“I—don’t—care! I don’t care a snap! I’ve done my best, and now I shan’t worry any more. It isn’t as if it were necessary. He could allow me more if he chose. Why should a man stint his wife to give the money away to outsiders? Charity begins at home. He expects me to manage on a pittance, yet there must always be plenty of everything—soup to send at a moment’s notice to anyone who is ill, puddings and jellies. And all the stupid old bores coming to meals. Could you keep house for this household on—”

I was startled at the smallness of the sum she mentioned; horrified when I contrasted it with our own bills at “Pastimes.”

“My dear—no! My opinion of you has gone up by leaps and bounds if you can keep anywhere near that. You manage wonderfully. I had no idea you were so clever!”

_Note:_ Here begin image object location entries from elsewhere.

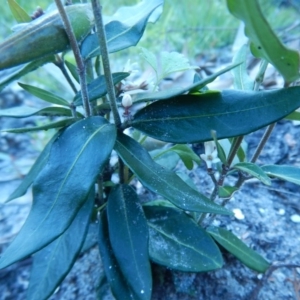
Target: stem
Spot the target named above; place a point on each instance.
(79, 61)
(262, 142)
(61, 65)
(234, 149)
(105, 61)
(260, 75)
(121, 171)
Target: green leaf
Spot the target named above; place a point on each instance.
(128, 233)
(26, 111)
(45, 36)
(170, 62)
(25, 70)
(18, 12)
(91, 238)
(162, 181)
(193, 88)
(63, 185)
(44, 95)
(73, 70)
(117, 281)
(97, 88)
(57, 124)
(34, 171)
(264, 42)
(241, 251)
(190, 118)
(122, 30)
(167, 159)
(284, 172)
(241, 79)
(177, 242)
(53, 263)
(226, 191)
(186, 154)
(253, 170)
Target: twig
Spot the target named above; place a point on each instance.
(105, 61)
(79, 61)
(61, 65)
(262, 142)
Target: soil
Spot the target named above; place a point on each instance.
(270, 226)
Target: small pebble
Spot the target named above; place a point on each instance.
(295, 218)
(238, 214)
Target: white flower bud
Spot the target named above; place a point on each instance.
(211, 154)
(126, 100)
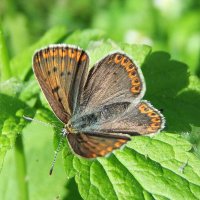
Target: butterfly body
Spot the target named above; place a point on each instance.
(100, 108)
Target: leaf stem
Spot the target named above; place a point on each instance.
(21, 169)
(4, 61)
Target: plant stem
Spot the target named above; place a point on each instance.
(21, 169)
(4, 61)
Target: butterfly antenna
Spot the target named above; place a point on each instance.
(40, 122)
(55, 156)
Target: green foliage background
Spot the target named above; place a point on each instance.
(164, 167)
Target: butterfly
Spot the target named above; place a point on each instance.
(100, 108)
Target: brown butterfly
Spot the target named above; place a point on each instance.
(101, 108)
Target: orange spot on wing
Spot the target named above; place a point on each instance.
(71, 53)
(51, 52)
(109, 149)
(118, 58)
(83, 57)
(117, 144)
(102, 152)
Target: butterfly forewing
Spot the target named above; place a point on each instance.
(61, 71)
(116, 78)
(100, 109)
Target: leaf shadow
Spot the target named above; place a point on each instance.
(167, 81)
(72, 190)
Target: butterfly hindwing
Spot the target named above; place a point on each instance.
(95, 145)
(61, 71)
(142, 119)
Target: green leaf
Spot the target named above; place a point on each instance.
(21, 64)
(85, 37)
(159, 167)
(11, 119)
(170, 88)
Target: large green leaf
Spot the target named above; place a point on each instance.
(160, 167)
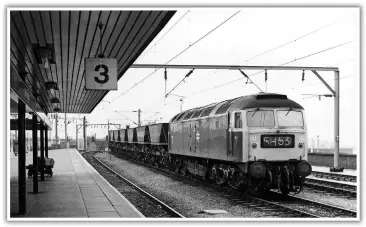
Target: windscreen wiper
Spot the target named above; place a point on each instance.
(289, 111)
(255, 111)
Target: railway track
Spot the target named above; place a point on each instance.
(294, 206)
(337, 188)
(171, 212)
(334, 176)
(321, 209)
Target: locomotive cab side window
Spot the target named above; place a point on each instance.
(238, 122)
(260, 118)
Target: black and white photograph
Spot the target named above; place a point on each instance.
(182, 113)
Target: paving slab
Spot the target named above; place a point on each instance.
(76, 190)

“Oh, well!” she said uncomfortably. “Oh, well, perhaps not so clever as you think. One gets tired of struggling after the impossible. In for a penny, in for a pound! Life is too short to worry oneself over halfpennies. I shall tell the men to send in the books quarterly after this. I’m tired of being hectored every month. Better get it over in one big dose.”

I thought of the Vicar’s pensive “Darling, isn’t this very high?” and laughed at the idea of “hectoring”; but the quarterly bills seemed a dangerous remedy.

“Won’t your husband object? Men hate bills to run on.”

“Oh!” she waved a complacent hand, “I’ll put him off. He’ll remember every now and then, and then it will float out of his mind. It’s always an effort to Jacky to come down to mundane things. Evelyn, be warned by me, and never, never marry an unworldly man. It’s impossible to live with them with any peace or comfort.”

“Well, if I do, I’ll see to it that he is worldly enough to understand household bills. I’ll keep house for a month within his own limits, and let him see how he likes the fare.”

Delphine stared.

“Jacky wouldn’t mind. So long as there was enough to give away, he’d eat cold meat, and mashed potatoes, and contentment withal, every day of the week, and never complain. I should punish myself, not him, Evelyn.” She subsided on the floor at my feet, laid her hands on my knee, and lifted her flushed, childish face to mine. Such a delicate rose-leaf of a face, more like a child’s than that of a grown-up woman. “Now that you’ve stayed here, and seen for yourself what it’s like, truthfully, aren’t you just a little sorry for me? Week after week, month after month, always the same routine of meeting and parish work, and keeping house. It is Jacky’s work—his vocation; but for me, a girl of twenty-two, do you think it is quite fair?”